# 17.1.1.6. cobra.sampling¶

## 17.1.1.6.2. Package Contents¶

### 17.1.1.6.2.1. Classes¶

 HRSampler The abstract base class for hit-and-run samplers. ACHRSampler Artificial Centering Hit-and-Run sampler. OptGPSampler A parallel optimized sampler.

### 17.1.1.6.2.2. Functions¶

 shared_np_array(shape: Tuple[int, int], data: Optional[np.ndarray] = None, integer: bool = False) → np.ndarray Create a new numpy array that resides in shared memory. step(sampler: HRSampler, x: np.ndarray, delta: np.ndarray, fraction: Optional[float] = None, tries: int = 0) → np.ndarray Sample a new feasible point from the point x in direction delta. sample(model, n, method=’optgp’, thinning=100, processes=1, seed=None) Sample valid flux distributions from a cobra model.
class cobra.sampling.HRSampler(model: Model, thinning: int, nproj: Optional[int] = None, seed: Optional[int] = None, **kwargs)[source]

Bases: abc.ABC

The abstract base class for hit-and-run samplers.

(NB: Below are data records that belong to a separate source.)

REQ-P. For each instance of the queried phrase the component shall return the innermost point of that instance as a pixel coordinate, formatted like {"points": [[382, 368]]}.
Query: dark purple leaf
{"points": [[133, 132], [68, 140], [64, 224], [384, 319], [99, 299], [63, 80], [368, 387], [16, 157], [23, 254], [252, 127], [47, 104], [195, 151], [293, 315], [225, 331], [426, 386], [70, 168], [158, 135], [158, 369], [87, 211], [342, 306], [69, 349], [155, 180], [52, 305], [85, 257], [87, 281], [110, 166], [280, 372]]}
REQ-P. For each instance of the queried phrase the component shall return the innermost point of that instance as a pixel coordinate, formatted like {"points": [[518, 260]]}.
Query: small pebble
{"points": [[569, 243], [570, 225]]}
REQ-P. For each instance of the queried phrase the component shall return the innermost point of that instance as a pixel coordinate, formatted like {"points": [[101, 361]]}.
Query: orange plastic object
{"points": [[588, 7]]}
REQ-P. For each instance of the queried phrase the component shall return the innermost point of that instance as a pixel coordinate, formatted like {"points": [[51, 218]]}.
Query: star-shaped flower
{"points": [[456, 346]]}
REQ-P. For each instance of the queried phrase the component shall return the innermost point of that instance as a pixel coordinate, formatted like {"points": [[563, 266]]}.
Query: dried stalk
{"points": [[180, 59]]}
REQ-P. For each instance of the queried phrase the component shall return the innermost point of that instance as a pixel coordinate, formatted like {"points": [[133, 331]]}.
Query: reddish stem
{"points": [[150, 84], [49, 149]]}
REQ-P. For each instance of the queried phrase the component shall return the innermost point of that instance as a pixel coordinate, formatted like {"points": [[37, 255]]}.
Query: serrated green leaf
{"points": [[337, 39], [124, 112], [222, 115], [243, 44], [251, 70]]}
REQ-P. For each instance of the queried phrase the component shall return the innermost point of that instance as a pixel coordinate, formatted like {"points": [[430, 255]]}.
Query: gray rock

New samplers should derive from this class where possible to provide a uniform interface.

Parameters
• model (cobra.Model) – The cobra model from which to generate samples.

• thinning (int) – The thinning factor of the generated sampling chain. A thinning of 10 means samples are returned every 10 steps.

• nproj (int > 0, optional) – How often to reproject the sampling point into the feasibility space. Avoids numerical issues at the cost of lower sampling. If you observe many equality constraint violations with sampler.validate you should lower this number (default None).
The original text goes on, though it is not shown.